Commodity futures which were revived in electronic mode from 2003 onwards with approvals given for new national level exchanges, have been witnessing a slow down in the past two years on account of weakness in the economy, global cues and introduction of commodity transaction tax (CTT) at the rate of 0.01% from July 2013 onwards.
The Rs 5600 cr National Spot Exchange Ltd (NSEL) payments crisis further eroded the confidence of the investor community in the regulatory process but with recent arrests of key officials including Jignesh Shah, the confidence in the system may be regained.
In this context, the commodity futures industry would like the the new NDA government to be headed by Narendra Modi to address several concerns of the commodity futures industry and commodity markets in general.

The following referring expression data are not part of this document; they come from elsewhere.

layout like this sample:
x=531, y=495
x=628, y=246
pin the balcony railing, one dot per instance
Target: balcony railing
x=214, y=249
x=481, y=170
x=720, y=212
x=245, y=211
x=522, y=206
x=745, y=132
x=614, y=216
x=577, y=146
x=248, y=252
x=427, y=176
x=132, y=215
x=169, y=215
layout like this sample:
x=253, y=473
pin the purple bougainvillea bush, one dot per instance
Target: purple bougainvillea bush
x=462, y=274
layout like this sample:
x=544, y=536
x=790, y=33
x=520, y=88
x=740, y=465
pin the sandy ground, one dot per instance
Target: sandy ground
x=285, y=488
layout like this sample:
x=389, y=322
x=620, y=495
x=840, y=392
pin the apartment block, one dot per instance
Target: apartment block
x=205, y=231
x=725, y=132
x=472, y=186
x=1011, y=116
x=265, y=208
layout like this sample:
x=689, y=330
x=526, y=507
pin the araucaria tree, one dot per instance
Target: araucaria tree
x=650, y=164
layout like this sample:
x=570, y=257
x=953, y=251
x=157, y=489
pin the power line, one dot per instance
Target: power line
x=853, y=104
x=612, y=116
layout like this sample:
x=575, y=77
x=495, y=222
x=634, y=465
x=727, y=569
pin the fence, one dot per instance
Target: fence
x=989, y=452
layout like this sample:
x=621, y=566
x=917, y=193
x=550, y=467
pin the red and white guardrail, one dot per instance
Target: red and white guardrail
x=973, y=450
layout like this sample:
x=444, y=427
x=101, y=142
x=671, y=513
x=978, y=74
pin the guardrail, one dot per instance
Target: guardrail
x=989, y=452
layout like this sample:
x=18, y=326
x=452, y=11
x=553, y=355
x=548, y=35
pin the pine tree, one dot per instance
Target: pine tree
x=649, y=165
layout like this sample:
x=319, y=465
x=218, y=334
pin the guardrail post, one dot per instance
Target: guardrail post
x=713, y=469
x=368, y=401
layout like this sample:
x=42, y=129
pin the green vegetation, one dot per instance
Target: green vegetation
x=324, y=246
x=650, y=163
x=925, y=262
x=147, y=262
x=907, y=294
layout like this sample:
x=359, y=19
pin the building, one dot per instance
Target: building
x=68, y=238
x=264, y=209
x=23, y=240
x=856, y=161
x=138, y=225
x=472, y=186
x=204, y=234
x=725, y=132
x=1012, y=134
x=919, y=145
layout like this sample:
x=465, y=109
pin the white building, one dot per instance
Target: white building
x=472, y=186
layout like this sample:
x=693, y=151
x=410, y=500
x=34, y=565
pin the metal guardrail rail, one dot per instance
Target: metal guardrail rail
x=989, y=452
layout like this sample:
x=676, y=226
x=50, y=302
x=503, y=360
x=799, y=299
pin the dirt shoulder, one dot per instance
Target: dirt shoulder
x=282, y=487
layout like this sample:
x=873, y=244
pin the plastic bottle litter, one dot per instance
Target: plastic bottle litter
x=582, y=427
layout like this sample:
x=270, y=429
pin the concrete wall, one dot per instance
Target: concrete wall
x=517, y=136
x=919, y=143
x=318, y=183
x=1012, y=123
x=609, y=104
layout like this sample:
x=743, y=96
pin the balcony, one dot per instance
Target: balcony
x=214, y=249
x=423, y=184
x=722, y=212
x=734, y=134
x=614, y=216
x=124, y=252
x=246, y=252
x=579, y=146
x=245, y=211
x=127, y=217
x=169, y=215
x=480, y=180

The shifting of commodity markets regulator, Forward Markets Commission (FMC) from Ministry of Food, Consumer Affairs and Public Distribution to Finance Ministry was laudable but in the absence of sufficient autonomy and independent status FMC may not be able to discharge its duties to the investor public at large. Hence, the passage of Forward Contracts Amendment Act in Parliament and bringing electronic spot exchanges under its ambit should be given prime importance by the new government.

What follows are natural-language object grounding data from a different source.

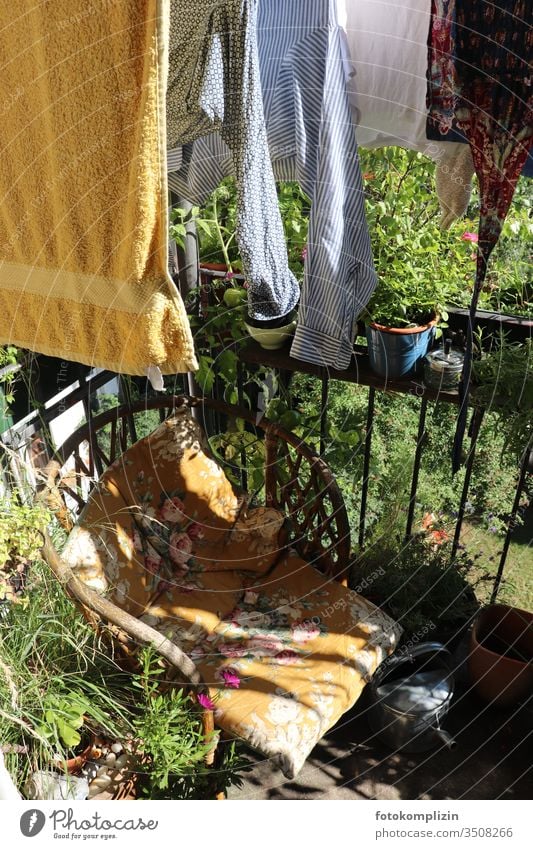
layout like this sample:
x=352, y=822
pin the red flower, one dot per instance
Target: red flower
x=205, y=701
x=180, y=548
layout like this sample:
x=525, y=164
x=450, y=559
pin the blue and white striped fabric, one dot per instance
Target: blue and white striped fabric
x=311, y=138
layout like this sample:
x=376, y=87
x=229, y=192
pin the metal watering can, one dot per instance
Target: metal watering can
x=409, y=695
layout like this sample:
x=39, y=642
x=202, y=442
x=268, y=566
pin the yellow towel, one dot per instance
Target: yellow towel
x=83, y=196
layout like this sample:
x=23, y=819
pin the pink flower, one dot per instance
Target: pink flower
x=195, y=531
x=205, y=701
x=152, y=563
x=287, y=657
x=179, y=548
x=304, y=631
x=232, y=649
x=265, y=645
x=228, y=675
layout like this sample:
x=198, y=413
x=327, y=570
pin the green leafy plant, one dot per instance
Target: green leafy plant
x=419, y=587
x=21, y=526
x=504, y=385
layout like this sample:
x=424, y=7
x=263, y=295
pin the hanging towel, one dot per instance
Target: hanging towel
x=213, y=46
x=453, y=181
x=83, y=213
x=387, y=40
x=480, y=81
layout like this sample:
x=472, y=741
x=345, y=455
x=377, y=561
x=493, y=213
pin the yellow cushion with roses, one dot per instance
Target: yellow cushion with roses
x=163, y=515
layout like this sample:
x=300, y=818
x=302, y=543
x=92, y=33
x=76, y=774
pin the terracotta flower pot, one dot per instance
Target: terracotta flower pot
x=501, y=654
x=398, y=351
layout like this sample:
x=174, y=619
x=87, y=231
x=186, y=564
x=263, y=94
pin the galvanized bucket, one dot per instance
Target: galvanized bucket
x=409, y=695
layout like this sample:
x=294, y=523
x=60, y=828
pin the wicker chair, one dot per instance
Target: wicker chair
x=297, y=482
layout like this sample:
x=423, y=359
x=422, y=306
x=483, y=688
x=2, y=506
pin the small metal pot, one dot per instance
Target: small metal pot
x=410, y=693
x=443, y=367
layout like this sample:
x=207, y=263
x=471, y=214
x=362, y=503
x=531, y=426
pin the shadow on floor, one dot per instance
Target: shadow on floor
x=491, y=760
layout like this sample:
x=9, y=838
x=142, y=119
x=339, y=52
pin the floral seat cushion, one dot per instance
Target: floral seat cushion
x=284, y=651
x=164, y=513
x=285, y=663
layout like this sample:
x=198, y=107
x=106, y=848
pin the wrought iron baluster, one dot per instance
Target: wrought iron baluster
x=475, y=425
x=420, y=442
x=366, y=464
x=524, y=470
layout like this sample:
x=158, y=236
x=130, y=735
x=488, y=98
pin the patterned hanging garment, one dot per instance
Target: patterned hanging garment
x=480, y=83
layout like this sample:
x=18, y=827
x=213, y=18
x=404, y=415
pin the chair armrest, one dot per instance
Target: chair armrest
x=139, y=631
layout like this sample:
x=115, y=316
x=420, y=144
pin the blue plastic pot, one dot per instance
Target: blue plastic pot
x=398, y=352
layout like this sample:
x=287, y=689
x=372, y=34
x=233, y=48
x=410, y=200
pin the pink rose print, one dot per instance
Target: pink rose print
x=304, y=631
x=232, y=649
x=265, y=645
x=179, y=548
x=286, y=657
x=250, y=597
x=228, y=675
x=197, y=652
x=195, y=531
x=172, y=510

India’s commodity exchanges have witnessed rapid fall in trade volumes in the past two years.According to Forward Markets Commission, trade volumes fell 40.49% in the year to March 2014, the second straight year of decline. In value terms trading volume fell to 101.44 trillion rupees compared to 170.46 trillion rupees a year ago.Hence there is an urgent need to restore investor confidence in commodities and revive trade volumes.